The true patriot does not seduce people’s passions with false
slogans and phrases that can easily lead them into disastrous
adventures. Kansans have learned this the hard way. It is nottaxes that are foul, but the unpatriotic who lie about them.
***
Health insurance, its moth-eaten ‘freedoms’
Six years ago Kansas and 25 other states signed up to challenge
the constitutionality of a new federal health care law.
The mission was to overturn the premise that all citizens have
access to affordable health care.
As the term “affordable” is stripped and the premise weakened,
the fate of this issue remains with those who have no
real stake in it. The public officials blathering on about state’s
rights in health care are already insured by gold-plated, government-
subsidized policies; the state attorneys general, the
legislators who goad them on, the judges who rule, even the
U.S. House and Senate members who yap on about “freedom,”
have little if any notion of the cost or complexity of this issue
beyond the line item benefit in their government paycheck.
In the matter of health insurance the only “freedom” is their
freedom – to prattle on, to carry water for the insurance industry,
to file their esoteric legal briefs, to slash public assistance
with no worries themselves, a “freedom” known only to career
lawmakers who have taxpayers to finance their insurance
premiums.
Meantime in the real world, people who have even a meager
policy, one with many services no longer insured, wonder
where they will find the money to pay for it. They confront
bleak options as government assistance is withdrawn: ever
higher premiums for threadbare insurance, or the “affordable”

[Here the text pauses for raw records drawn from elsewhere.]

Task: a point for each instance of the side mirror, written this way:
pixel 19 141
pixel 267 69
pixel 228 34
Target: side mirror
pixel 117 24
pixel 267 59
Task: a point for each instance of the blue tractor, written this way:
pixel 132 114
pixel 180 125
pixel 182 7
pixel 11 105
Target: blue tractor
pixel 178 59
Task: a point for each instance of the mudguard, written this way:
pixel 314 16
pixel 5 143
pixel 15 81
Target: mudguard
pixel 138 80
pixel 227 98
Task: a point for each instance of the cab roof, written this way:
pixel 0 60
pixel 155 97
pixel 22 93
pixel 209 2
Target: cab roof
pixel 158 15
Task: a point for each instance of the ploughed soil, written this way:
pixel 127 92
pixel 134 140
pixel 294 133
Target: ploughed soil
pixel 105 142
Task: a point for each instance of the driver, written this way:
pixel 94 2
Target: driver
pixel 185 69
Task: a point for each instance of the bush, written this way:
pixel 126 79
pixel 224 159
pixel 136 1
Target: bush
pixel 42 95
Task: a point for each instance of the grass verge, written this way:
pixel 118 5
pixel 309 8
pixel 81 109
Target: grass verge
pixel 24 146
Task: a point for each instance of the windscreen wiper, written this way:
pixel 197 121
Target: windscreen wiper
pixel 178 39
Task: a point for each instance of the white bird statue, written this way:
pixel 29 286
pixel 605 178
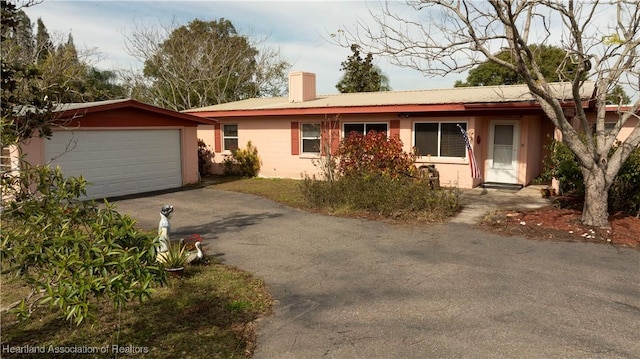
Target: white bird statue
pixel 193 256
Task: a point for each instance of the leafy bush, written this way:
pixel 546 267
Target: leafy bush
pixel 624 194
pixel 374 153
pixel 69 251
pixel 243 162
pixel 562 165
pixel 375 176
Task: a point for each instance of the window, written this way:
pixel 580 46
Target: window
pixel 310 137
pixel 230 137
pixel 364 128
pixel 5 160
pixel 439 139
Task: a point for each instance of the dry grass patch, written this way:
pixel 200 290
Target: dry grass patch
pixel 208 313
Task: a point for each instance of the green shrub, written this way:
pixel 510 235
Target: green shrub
pixel 69 251
pixel 624 194
pixel 242 162
pixel 562 165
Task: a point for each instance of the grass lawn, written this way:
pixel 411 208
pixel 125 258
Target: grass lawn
pixel 281 190
pixel 210 312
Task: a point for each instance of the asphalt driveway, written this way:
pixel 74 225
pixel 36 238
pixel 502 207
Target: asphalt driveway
pixel 349 288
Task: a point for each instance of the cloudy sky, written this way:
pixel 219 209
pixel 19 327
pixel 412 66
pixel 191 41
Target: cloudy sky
pixel 299 29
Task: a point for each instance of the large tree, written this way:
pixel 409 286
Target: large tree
pixel 361 75
pixel 551 60
pixel 600 39
pixel 67 251
pixel 203 63
pixel 553 65
pixel 56 67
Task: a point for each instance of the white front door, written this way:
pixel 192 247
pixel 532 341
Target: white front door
pixel 502 163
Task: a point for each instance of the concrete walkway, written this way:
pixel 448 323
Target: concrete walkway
pixel 478 202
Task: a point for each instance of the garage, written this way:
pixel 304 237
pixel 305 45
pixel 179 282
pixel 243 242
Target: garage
pixel 119 162
pixel 122 147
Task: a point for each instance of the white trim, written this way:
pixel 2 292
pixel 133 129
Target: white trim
pixel 302 138
pixel 236 137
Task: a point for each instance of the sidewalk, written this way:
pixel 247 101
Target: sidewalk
pixel 477 202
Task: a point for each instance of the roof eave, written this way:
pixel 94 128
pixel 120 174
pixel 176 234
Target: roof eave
pixel 131 103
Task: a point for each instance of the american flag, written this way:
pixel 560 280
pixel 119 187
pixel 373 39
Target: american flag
pixel 475 171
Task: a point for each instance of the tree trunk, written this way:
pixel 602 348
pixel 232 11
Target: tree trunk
pixel 595 211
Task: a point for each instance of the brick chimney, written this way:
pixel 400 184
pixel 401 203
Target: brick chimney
pixel 302 86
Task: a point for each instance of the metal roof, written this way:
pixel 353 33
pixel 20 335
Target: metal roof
pixel 458 95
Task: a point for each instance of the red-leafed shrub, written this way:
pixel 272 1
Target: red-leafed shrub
pixel 375 175
pixel 374 153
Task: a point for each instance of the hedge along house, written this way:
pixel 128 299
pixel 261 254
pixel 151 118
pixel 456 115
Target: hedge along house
pixel 121 147
pixel 506 126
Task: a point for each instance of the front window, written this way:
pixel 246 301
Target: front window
pixel 230 137
pixel 439 139
pixel 364 128
pixel 310 138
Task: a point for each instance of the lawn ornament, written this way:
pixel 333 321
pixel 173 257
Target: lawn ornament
pixel 164 227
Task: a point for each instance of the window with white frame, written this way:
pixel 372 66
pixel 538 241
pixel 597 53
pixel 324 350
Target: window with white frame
pixel 310 137
pixel 439 139
pixel 5 160
pixel 364 128
pixel 230 137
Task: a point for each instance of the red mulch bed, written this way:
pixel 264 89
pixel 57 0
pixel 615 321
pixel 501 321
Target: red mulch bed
pixel 563 224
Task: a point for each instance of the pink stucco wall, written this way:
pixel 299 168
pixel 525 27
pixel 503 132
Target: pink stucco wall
pixel 272 137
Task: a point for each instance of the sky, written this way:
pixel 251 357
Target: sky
pixel 300 30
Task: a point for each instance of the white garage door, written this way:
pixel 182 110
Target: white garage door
pixel 119 162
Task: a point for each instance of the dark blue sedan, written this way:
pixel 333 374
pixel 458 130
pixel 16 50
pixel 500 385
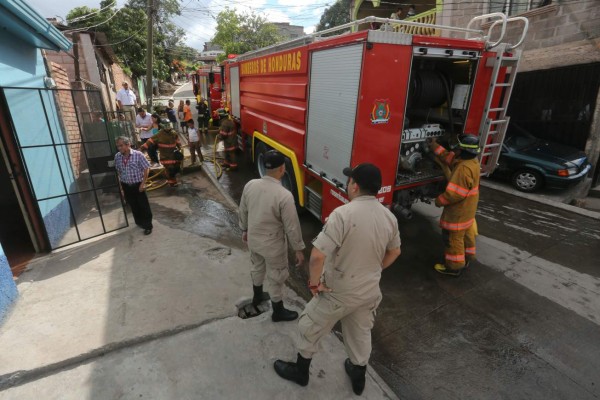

option, which is to go cheap and hope no one is hurt or gets
sick. The people without insurance wonder how long they or
their children can stay healthy, or only a little sick. (Crises
drive them to the emergency room, where the cost is absorbed,
increasing hospital debt.)
Employers providing what passes for health insurance wonder how long they can afford it, or
whether to ask employees to pay even more for policies that,
every year, contain old tricks and new lies. They wonder how
long they can survive by paying more for less. In Kansas,
another “affordable” option is for catastrophic coverage so
long as the malady is in-state; get hurt or sick out of state and
you’re on your own.
Our leaders in government say they are working for us, protecting
our “rights.” Maybe they are. But the next time they
spout on about freedom in health insurance, ask them why this
liberty has turned wicked, and at such a high price.
***
The job market and health insurance
How many people in this country are stuck in a dead-end
job, an oppressive workplace, a lifeless office, have a tyrant
for a boss, a fanny-squeezer or a sex fiend for a supervisor –
but can’t leave? Most of us can think of at least a few people
who continue to toil at work they hate or in a place they
despise because they need the health insurance.
If the great brains in Washington crafted meaningful and
effective health insurance reform, including affordable and
portable insurance for individuals and families, the possibilities
for employee exodus would soar. For some executives and
shareholders, the notion of affordable and portable health
insurance is too frightening to contemplate.